To evaluate the best prediction server for each corresponding bovine LILR, the chromosomal sequences chr18:62832447-63370336, Un.004.625:2160-77036, and Un.004.1339:17781-25700 extracted from the bovine genome were used as reference for mapping. Mapping was performed using CLC Genomics Workbench 4.7.2 with mismatch cost of 2 using ungapped alignment. Positional mapping of each base for all mappable reads was calculated using custom designed Perl script using the SAM file. Each chromosomal segment containing predicted sequences was inspected with Artemis [46] using the predicted annotations obtained based on each prediction server and the positional mapping of reads. The predicted exonic sequence was further inspected and supported by the presence of regions with a high density of mappable reads from the RNA-sequencing. The most likely prediction was selected based on the combined annotation and RNA-sequence analysis for each bovine LILR. The RNA-sequence reads were re-mapped using the same reference sequence but with a lower mismatch cost of 1. Regions mapped with more than 99% coverage were considered to represent exonic sequence expressed in peripheral blood cells of cows.

Results

Identification of Potential Bovine LILR Transcripts

Using human LILR sequences to search the bovine genome with both BLAST and BLAT, we identified a total of 77 open reading frames (ORF’s) on three contigs as containing potential bovine LILR. Each of these ORF’s was then analysed by GeneScan and GeneMark, to obtain the predicted CDS and corresponding protein sequence, which were then aligned to domains using protein BLAST to identify Ig domains. Of the 77 ORF sequences, 26 were found to contain Ig domains and were selected for further analysis; 19 were located on chromosome 18 between 62,832,497–63,653,564, five sequences were located on unknown contig 004.625 between 2210–76986, and finally, one sequence was found to be located on a further unknown contig 004.1339 between 17831–25650 (data not shown). From this point on, the newly identified transcripts will be referred to as bovine LILR (BL) 1–26.

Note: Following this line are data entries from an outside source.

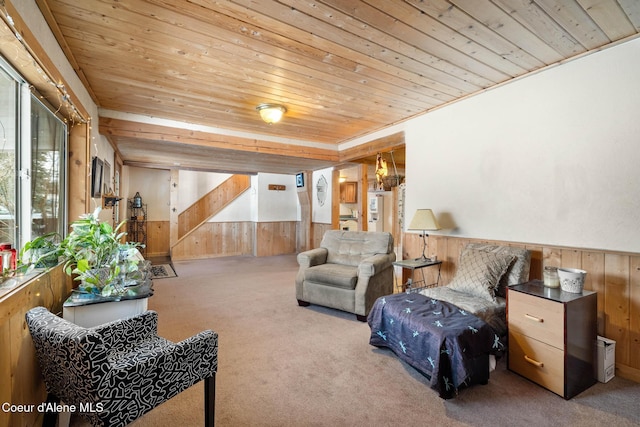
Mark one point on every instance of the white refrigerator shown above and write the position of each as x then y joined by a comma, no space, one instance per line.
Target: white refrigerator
379,206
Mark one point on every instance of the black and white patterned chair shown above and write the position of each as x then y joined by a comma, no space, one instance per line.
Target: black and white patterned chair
121,369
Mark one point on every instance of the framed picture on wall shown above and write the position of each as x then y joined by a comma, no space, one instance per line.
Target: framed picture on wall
96,177
106,178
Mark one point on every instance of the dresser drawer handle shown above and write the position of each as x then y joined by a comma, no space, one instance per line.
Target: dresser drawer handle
534,318
533,362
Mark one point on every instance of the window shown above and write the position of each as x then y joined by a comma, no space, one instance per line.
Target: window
33,147
48,157
9,97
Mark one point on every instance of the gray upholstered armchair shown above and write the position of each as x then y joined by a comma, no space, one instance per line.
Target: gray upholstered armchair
121,369
349,271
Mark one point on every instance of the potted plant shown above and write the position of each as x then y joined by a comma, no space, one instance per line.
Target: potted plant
96,255
42,251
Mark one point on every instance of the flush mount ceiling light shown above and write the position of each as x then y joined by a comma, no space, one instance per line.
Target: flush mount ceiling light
271,113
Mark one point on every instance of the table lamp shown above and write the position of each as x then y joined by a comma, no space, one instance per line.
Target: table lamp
424,220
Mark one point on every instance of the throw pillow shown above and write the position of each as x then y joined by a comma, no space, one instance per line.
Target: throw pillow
479,273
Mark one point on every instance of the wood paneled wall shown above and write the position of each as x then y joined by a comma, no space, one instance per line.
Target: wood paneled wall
21,381
615,276
158,238
275,238
216,239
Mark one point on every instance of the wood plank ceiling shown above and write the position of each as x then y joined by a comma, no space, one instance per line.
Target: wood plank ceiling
342,68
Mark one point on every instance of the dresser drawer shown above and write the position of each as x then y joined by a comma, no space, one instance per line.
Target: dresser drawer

Identification of Different Receptor Families

We then sought to confirm that the sequences identified encode BL rather than other closely related Ig receptors. To do this, we compared the BL to LILR/PIR receptors from other species, including human, murine, bovine, chimpanzee, orang-utan, gorilla and rhesus macaque. Furthermore, as bovine equivalents of other Ig receptors located within the human LRC have also been mapped to this region of chromosome 18 in Bos taurus, we extended our search of the annotated sequences to include all LRC sequences mapped within the region of chr18:62832447-63700000. The location of bovine Ig receptors currently mapped to this region, such as the bovine KIR and OSCAR, indicate that the organisation of the bovine LRC is considerably different to that of the human LRC (figure 1) [47]. As proteins encoded within the LRC are structurally and functionally related, it becomes more difficult to isolate and distinguish between one particular set of sequences and another. We therefore also included human and, where available, bovine SIGLEC, OSCAR, KIR, FcGRT, FcaR, LAIR, GpVI and NKp46 in our analysis.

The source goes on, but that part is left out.